If we now convolute $f$ with itself (see Fig. 2), in the direction $(1,1)^T$, we should end up with a linear hexagonal hat function (see Fig. 3), which has the value $z=1$ at the center.

There are at least two ways to compute the resulting function/surface, but for both these methods I'm not completely sure how to apply them.

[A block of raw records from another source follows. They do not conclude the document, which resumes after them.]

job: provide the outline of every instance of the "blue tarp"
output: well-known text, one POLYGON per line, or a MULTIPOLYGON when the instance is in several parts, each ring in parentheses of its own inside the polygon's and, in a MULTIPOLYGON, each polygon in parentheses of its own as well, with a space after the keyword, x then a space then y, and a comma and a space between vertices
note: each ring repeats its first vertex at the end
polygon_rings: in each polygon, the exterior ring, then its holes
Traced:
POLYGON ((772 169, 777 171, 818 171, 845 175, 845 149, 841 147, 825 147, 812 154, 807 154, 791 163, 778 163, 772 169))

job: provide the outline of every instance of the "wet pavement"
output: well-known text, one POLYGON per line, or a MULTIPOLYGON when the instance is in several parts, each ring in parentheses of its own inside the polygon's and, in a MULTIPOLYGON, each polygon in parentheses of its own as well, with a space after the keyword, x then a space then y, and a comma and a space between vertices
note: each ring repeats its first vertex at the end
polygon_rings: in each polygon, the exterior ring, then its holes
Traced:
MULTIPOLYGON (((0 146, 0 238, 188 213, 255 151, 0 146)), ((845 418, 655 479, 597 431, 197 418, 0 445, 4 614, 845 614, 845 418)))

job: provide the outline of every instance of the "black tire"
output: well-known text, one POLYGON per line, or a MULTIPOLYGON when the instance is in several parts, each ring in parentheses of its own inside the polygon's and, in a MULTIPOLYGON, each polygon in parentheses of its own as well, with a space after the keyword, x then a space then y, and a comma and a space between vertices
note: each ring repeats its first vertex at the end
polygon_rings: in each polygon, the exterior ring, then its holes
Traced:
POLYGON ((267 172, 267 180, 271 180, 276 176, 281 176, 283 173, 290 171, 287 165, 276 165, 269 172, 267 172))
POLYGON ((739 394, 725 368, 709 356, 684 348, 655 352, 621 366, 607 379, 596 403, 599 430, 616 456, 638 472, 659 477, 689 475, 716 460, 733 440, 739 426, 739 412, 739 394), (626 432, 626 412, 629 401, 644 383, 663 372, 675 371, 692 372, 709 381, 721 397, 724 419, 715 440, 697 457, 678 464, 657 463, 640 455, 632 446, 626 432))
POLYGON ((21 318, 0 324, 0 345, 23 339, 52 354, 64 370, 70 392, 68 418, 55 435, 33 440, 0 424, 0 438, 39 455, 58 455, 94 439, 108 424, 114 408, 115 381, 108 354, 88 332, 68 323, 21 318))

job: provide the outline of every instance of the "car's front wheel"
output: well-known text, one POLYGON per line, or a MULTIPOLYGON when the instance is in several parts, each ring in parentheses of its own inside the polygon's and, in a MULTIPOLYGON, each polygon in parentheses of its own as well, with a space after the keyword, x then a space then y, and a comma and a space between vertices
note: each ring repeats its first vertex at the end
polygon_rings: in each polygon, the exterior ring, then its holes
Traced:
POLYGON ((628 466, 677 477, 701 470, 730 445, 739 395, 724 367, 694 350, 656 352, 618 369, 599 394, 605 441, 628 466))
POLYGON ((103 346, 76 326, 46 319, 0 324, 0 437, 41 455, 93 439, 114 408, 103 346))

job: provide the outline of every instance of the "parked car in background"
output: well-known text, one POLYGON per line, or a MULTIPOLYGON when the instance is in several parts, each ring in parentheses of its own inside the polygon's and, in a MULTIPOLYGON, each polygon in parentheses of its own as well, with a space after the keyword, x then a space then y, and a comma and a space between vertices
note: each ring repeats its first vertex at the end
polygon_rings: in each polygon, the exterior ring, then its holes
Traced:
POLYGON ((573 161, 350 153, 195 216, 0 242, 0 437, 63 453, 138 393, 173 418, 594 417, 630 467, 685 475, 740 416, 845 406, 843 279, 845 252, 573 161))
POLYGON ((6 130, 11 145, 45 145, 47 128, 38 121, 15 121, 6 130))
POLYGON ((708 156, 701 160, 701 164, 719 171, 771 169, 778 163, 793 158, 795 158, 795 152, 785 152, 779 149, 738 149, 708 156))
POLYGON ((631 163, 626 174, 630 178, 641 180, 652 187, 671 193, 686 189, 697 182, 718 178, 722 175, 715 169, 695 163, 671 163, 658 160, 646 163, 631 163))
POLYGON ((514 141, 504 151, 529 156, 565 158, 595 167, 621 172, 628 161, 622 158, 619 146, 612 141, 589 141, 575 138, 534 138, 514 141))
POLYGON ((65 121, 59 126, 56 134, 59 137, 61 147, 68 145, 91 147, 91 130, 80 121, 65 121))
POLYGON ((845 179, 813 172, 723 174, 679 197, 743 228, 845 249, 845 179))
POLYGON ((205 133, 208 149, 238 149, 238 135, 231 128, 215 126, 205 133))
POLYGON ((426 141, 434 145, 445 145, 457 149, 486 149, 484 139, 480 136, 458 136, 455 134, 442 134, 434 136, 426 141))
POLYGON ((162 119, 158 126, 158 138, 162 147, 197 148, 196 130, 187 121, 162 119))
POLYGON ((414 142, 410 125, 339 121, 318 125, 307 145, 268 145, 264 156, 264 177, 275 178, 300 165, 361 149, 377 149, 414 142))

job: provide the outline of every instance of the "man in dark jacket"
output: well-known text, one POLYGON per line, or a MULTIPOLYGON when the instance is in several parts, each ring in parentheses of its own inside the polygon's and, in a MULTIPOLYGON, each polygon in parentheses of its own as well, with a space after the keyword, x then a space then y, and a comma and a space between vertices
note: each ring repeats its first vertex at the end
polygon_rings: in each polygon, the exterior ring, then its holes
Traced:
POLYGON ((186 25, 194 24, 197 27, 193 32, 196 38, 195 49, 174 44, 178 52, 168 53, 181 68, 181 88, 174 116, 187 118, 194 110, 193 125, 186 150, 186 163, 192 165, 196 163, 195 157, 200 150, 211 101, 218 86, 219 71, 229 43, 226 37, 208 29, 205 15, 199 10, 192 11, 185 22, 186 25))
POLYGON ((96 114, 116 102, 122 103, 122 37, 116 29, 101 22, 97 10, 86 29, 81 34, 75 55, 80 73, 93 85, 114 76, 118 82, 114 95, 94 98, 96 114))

- Integrating, just like convoluting two univariate functions $f(t)$ and $g(t)$: $$(f * g)(t) = \int_{-\infty}^\infty f(\tau) g(t-\tau) \; d \tau$$ However, in the bivariate case I guess we should use a double integral, since we're convoluting surfaces now, not curves. Moreover, we have to consider the direction in which we convolute, which in this example is $(1,1)^T$. 
- Fourier transformation. Since convolution reduces to multiplication in the frequency domain, this seems a useful method. Suppose that we would know the Fourier transform $\hat{f}$ of $f(x,y)$, how should we then involve the direction? 
I hope somebody can demonstrate one or both of these methods, using the example above. References to bivariate convolution, preferably with examples, are of course also welcome!
[Edit]: Ok, using the expression $$(f*g)(x,y) = \int f(x',y')g(x-x',y-y')dx'dy'$$ I end up with different values than expected. For example, at $(.5,.5)$ the computed value is $.25$, instead of the expected $.5$.
Just to be sure, the convolution of the unit square (i.e. a constant value $z=1$ on $[0..1]^2 \in \mathbb{R}^2$) in the direction $(1,1)^T$ should result in the hexagonal hat function, correct?

Additionally, instead of the function $y$, I got the function $xy$ for the highlighted green part of the resulting function. How does one end up with $y$?